Igor L. bleibt weiterhin das Dorfgespräch
Ob es richtig war, Igor L.* die Freiheit zu entziehen, darüber ist man sich im bernischen Schüpfen auch eine Woche nach dessen Festnahme nicht einig. Was über ihn gesagt wurde, sei oft übertrieben gewesen, heisst es nun.

Freitagabend, kurz nach dem Eindunkeln, rund um den Bahnhof Schüpfen. Einige Gruppen Jugendlicher und junger Erwachsener stehen herum oder sitzen auf Laderampen und Bänken und unterhalten sich.

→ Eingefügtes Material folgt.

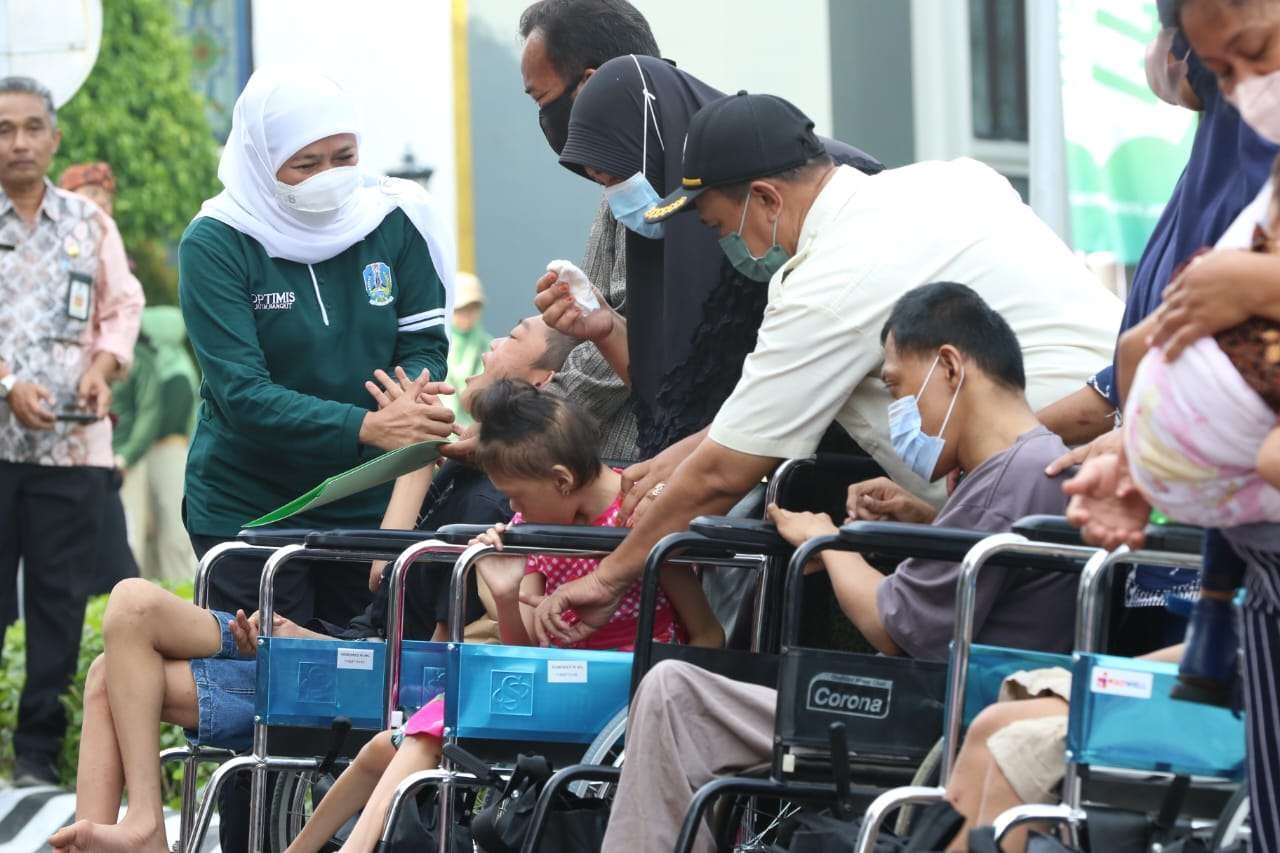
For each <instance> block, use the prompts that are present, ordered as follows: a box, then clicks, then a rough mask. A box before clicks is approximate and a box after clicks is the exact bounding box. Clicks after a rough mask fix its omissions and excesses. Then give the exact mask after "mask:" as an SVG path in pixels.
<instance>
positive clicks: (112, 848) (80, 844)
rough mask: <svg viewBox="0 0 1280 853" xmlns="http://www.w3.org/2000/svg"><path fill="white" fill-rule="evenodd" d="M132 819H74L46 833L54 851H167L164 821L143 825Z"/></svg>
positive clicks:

Kurz bevor der Laden im Bahnhofgebäude schliesst, decken sich viele noch einmal mit Bier und Zigaretten ein.
«Man hat übertrieben»
Dass Igor L.*, den die Medien in den letzten Wochen als «Schläger von Schüpfen» betitelten, nun weggesperrt wurde, ist an diesem Abend ein Thema. Es sei übertrieben, zu sagen, dass Igor L. Schüpfen terrorisiert habe, meint ein Oberstufenschüler, der sich mit seinen Kollegen ab und zu am Brunnen vor dem Bahnhof trifft. Ein anderer – auch er möchte seinen Namen nicht nennen – hat von den ganzen Problemen erst durch die Zeitung erfahren. «Jeder Mist, der in Schüpfen passiert, wird dieser Gruppe um Igor angelastet – zu Unrecht», findet ein Dritter. Wenn man diese Leute nicht provoziere, gebe es aber auch keine Probleme.
«Früher war Igor okay»
Das sieht Frederick Maybach anders. Er steht mit seiner Bierbüchse auf der Rampe vor dem Parkplatz. Früher sei Igor noch okay gewesen, «doch seit etwa zwei Jahren schlägt er total nebenaus.» Auch er selbst habe früher mit seinen Kollegen den einen oder anderen «Seich» gemacht. «Aber wir wussten, wo die Grenze liegt.» Dass Igor nun hinter Schloss und Riegel sitzt, findet er in Ordnung. «Hätten die Medien die Sache nicht publik gemacht, liefe Igor noch immer frei herum», sagt er.
«Nicht alleine schuld»
Auf der anderen Seite des Bahnhofs, gegen die Gleise zu, stehen noch ein paar junge Männer. Als der Name Igor L. fällt, werden sie vorsichtig. Dieser sei sein bester Kollege gewesen, sagt einer von ihnen. Einig sind auch sie sich: Dass Igor L. nun hinter Gittern ist, daran seien allein die Medien schuld. Ein Grund mehr, gegenüber dem Journalisten vorsichtig zu sein: Die Männer brechen das Gespräch ab.
Eine, die das Treiben schon seit Jahren beobachtet und auch Igor L. kennt, ist K. Ihren vollen Namen will sie der Zeitung nicht preisgeben, um sich keine Probleme einzuhandeln. Verändert habe sich rund um den Bahnhof nach der Festnahme von Igor L. nicht viel. «Die jungen Leute sind nach wie vor da, trinken Bier, kiffen und machen eine Sauerei», sagt sie. Igor L. sei zwar kein Engel, doch die Hetzjagd, welche die Boulevardpresse gegen ihn veranstalte, sei nicht gerechtfertigt.
Für K. sind es nicht allein die Jugendlichen, die an den Problemen schuld sind. «Die gleichen Leute sassen schon vor fünf Jahren, als 14- und 15-Jährige, auf dem Bänkchen. Aber weder die Eltern noch die Schule noch die Gemeinde haben reagiert.» Mit halbherzigen Massnahmen wie einer Alterslimite für den Aufenthalt am Bahnhof seien die Probleme nicht gelöst.